I clean up slowly, careful not to ruin the half-dry work, and set the brushes in the sink. The mural will be fine. More than fine. But this—this is the piece I needed to make.
I’m halfway to bed when my phone buzzes against the counter.
Blocked Number.
I freeze.
The buzz stops, then starts again, the insistent vibration crawling under my skin. My throat goes dry.
It could be anyone, I tell myself.It could be the mayor. Or a wrong number. Or?—
The call cuts off. I stare at the screen until the voicemail notification pops up.
Every muscle in my body tenses.
I shouldn’t listen. I know I shouldn’t. But my thumb moves on its own, pressing play.

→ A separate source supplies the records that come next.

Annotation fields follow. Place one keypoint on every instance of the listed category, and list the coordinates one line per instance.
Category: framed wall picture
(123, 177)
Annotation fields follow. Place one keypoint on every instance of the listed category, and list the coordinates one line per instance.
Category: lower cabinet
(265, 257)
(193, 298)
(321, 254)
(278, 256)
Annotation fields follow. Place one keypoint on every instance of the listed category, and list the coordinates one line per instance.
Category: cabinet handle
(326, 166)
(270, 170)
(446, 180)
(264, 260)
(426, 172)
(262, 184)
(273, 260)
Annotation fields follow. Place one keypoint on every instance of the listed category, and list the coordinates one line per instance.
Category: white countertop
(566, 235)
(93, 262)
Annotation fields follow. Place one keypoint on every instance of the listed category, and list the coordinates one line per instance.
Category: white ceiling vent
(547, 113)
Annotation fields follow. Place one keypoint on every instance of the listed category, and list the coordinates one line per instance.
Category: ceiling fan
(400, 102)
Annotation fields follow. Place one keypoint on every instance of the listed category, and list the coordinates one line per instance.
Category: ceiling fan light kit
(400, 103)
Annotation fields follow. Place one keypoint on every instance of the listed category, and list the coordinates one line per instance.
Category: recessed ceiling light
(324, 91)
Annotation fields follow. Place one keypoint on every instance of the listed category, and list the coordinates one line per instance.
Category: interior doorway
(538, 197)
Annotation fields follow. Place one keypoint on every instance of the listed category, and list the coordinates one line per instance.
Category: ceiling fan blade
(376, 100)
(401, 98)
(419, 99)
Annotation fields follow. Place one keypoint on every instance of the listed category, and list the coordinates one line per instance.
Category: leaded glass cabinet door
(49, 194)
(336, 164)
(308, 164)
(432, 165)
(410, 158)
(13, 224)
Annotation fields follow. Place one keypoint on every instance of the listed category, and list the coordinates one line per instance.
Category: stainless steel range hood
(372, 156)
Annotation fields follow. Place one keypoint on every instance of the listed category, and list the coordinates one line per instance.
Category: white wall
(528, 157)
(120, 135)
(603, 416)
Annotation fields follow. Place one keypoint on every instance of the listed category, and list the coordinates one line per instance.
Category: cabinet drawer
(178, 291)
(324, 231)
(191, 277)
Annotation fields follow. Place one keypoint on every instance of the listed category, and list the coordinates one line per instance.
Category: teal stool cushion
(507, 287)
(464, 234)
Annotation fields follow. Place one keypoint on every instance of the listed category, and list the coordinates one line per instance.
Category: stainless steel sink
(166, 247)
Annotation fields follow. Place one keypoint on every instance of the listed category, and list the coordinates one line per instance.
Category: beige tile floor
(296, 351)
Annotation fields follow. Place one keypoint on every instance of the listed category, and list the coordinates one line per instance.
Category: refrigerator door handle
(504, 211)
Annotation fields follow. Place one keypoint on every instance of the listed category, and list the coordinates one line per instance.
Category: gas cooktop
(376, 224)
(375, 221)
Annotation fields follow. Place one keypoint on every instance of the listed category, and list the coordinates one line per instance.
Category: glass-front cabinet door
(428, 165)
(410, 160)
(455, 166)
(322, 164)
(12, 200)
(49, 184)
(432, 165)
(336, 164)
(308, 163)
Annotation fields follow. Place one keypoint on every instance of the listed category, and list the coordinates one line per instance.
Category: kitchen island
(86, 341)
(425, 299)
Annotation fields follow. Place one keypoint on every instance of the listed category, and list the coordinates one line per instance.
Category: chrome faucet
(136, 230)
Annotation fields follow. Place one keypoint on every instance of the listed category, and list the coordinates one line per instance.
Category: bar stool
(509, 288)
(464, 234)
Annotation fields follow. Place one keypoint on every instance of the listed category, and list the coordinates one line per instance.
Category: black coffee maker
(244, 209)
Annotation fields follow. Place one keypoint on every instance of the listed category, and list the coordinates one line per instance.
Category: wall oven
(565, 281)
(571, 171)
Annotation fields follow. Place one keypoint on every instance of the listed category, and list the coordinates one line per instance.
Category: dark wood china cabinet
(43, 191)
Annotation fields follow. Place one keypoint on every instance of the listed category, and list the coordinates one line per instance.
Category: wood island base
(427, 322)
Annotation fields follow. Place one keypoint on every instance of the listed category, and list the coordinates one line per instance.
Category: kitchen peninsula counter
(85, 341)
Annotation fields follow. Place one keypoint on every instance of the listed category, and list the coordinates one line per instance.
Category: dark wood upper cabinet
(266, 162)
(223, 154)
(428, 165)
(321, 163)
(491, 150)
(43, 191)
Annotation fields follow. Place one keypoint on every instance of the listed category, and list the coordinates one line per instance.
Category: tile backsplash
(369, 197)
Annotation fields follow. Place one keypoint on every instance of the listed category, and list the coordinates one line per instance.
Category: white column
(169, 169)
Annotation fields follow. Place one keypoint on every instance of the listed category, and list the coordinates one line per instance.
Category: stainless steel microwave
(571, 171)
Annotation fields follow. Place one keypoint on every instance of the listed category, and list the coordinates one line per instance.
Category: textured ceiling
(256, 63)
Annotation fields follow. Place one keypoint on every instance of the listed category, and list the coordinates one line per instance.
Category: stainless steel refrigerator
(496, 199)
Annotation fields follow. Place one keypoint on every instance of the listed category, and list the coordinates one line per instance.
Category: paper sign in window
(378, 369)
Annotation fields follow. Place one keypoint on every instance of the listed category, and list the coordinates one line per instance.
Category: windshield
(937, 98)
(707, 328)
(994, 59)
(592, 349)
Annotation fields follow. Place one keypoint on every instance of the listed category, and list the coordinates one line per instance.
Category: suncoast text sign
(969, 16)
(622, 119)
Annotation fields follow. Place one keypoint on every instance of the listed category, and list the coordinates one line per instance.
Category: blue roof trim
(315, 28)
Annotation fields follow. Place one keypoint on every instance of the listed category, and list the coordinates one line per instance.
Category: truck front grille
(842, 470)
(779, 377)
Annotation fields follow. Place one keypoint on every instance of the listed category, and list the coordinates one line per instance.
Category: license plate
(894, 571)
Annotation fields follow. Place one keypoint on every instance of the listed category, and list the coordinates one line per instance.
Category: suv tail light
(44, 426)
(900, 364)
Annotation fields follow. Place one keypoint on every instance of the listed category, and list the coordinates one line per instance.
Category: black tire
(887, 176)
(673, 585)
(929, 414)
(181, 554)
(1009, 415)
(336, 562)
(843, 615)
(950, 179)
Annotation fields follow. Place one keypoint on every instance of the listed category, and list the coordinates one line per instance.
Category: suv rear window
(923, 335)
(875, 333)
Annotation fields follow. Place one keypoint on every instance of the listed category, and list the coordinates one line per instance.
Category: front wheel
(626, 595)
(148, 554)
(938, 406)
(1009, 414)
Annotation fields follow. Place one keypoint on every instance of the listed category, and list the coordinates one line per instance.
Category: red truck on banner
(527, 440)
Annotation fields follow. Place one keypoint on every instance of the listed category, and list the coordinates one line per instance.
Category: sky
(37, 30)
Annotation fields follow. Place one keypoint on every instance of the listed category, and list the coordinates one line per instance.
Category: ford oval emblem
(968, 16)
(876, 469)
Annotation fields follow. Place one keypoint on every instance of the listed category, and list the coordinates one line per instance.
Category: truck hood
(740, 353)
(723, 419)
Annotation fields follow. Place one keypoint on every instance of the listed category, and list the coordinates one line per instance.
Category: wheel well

The voice that comes through is low and cold, carrying that drawl that used to make my stomach knot for entirely different reasons.
“You don’t get to run forever, sweetheart.”
The words hit harder than they should. I feel them in my chest, in my bones, in every scar no one can see.
I’m standing in my kitchen, barefoot, phone clutched so tight it might crack, and it’s like no time has passed at all. Memphis feels like it’s breathing down my neck again, the ghost of every lock clicking behind me.